Campbell Benjamin W, Hofstad Anna N, Sreekanta Suma, Fu Fengli, Kono Thomas J Y, O'Rourke Jamie A, Vance Carroll P, Muehlbauer Gary J, Stupar Robert M
Department of Agronomy and Plant Genetics, University of Minnesota, Saint Paul, MN, 55108, USA.
USDA-ARS, Corn Insects and Crop Genetics Research, Iowa State University, Ames, IA, 50011, USA.
Theor Appl Genet. 2016 Sep;129(9):1725-38. doi: 10.1007/s00122-016-2735-x. Epub 2016 Jun 9.
Three adjacent and distinct sequence rearrangements were identified at a NAP1 locus in a soybean mutant. Genetic dissection and validation revealed the function of this gene in soybean trichome development. A soybean (Glycine max (L.) Merr.) gnarled trichome mutant, exhibiting stunted trichomes compared to wild-type, was identified in a fast neutron mutant population. Genetic mapping using whole genome sequencing-based bulked segregant analysis identified a 26.6 megabase interval on chromosome 20 that co-segregated with the phenotype. Comparative genomic hybridization analysis of the mutant indicated that the chromosome 20 interval included a small structural variant within the coding region of a soybean ortholog (Glyma.20G019300) of Arabidopsis Nck-Associated Protein 1 (NAP1), a regulator of actin nucleation during trichome morphogenesis. Sequence analysis of the candidate allele revealed multiple rearrangements within the coding region, including two deletions (approximately 1-2 kb each), a translocation, and an inversion. Further analyses revealed that the mutant allele perfectly co-segregated with the phenotype, and a wild-type soybean NAP1 transgene functionally complemented an Arabidopsis nap1 mutant. In addition, mapping and exon sequencing of NAP1 in a spontaneous soybean gnarled trichome mutant (T31) identified a frame shift mutation resulting in a truncation of the coding region. These data indicate that the soybean NAP1 gene is essential for proper trichome development and show the utility of the soybean fast neutron population for forward genetic approaches for identifying genes.

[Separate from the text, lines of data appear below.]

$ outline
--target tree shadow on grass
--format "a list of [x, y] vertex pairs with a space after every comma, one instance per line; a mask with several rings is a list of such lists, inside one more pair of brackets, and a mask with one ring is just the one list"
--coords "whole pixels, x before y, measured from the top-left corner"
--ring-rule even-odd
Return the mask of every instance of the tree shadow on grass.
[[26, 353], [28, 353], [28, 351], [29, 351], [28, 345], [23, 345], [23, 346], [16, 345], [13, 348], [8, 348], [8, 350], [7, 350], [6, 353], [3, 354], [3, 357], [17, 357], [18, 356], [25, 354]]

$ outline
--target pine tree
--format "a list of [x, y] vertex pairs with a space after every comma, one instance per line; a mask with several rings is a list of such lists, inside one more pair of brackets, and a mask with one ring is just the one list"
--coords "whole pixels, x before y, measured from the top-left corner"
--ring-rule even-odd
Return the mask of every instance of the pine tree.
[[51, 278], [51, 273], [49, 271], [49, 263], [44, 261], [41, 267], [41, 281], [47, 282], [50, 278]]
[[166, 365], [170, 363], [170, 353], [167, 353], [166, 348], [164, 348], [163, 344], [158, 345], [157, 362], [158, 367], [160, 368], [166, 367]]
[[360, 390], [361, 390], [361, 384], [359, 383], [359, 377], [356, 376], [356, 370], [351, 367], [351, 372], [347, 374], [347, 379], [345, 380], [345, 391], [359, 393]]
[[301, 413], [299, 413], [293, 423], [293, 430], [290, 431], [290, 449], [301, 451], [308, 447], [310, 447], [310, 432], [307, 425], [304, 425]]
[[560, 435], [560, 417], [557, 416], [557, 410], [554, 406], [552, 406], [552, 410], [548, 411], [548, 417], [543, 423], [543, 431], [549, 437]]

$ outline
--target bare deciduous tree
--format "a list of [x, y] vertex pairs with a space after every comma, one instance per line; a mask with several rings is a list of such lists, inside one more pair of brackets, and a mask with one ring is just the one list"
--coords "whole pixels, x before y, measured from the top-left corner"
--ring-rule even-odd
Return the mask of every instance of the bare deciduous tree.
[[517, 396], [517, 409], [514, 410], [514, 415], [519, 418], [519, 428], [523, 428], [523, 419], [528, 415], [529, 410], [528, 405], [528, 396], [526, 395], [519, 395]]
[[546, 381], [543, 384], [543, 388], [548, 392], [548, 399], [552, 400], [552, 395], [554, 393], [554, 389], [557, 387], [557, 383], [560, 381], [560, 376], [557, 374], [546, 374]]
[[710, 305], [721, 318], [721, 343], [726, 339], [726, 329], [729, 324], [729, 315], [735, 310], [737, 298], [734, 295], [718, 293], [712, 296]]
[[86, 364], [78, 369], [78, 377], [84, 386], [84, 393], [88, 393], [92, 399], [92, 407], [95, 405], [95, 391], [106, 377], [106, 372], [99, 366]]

在一个大豆突变体的NAP1基因座上鉴定出三个相邻且不同的序列重排。遗传剖析和验证揭示了该基因在大豆毛状体发育中的功能。在一个快中子突变体群体中鉴定出一个大豆(Glycine max (L.) Merr.)多节毛状体突变体,与野生型相比,其毛状体发育受阻。使用基于全基因组测序的混合分离群体分析法进行遗传定位,在20号染色体上确定了一个与该表型共分离的26.6兆碱基区间。对该突变体的比较基因组杂交分析表明,20号染色体区间包含拟南芥Nck相关蛋白1(NAP1,毛状体形态发生过程中肌动蛋白成核的调节因子)大豆直系同源基因(Glyma.20G019300)编码区内的一个小结构变异。对候选等位基因的序列分析揭示了编码区内的多个重排,包括两个缺失(每个约1 - 2 kb)、一个易位和一个倒位。进一步分析表明,突变等位基因与该表型完全共分离,并且野生型大豆NAP1转基因在功能上互补了拟南芥nap1突变体。此外,对一个自发的大豆多节毛状体突变体(T31)中NAP1的定位和外显子测序确定了一个移码突变,导致编码区截短。这些数据表明大豆NAP1基因对毛状体的正常发育至关重要,并展示了大豆快中子群体在正向遗传学方法鉴定基因方面的实用性。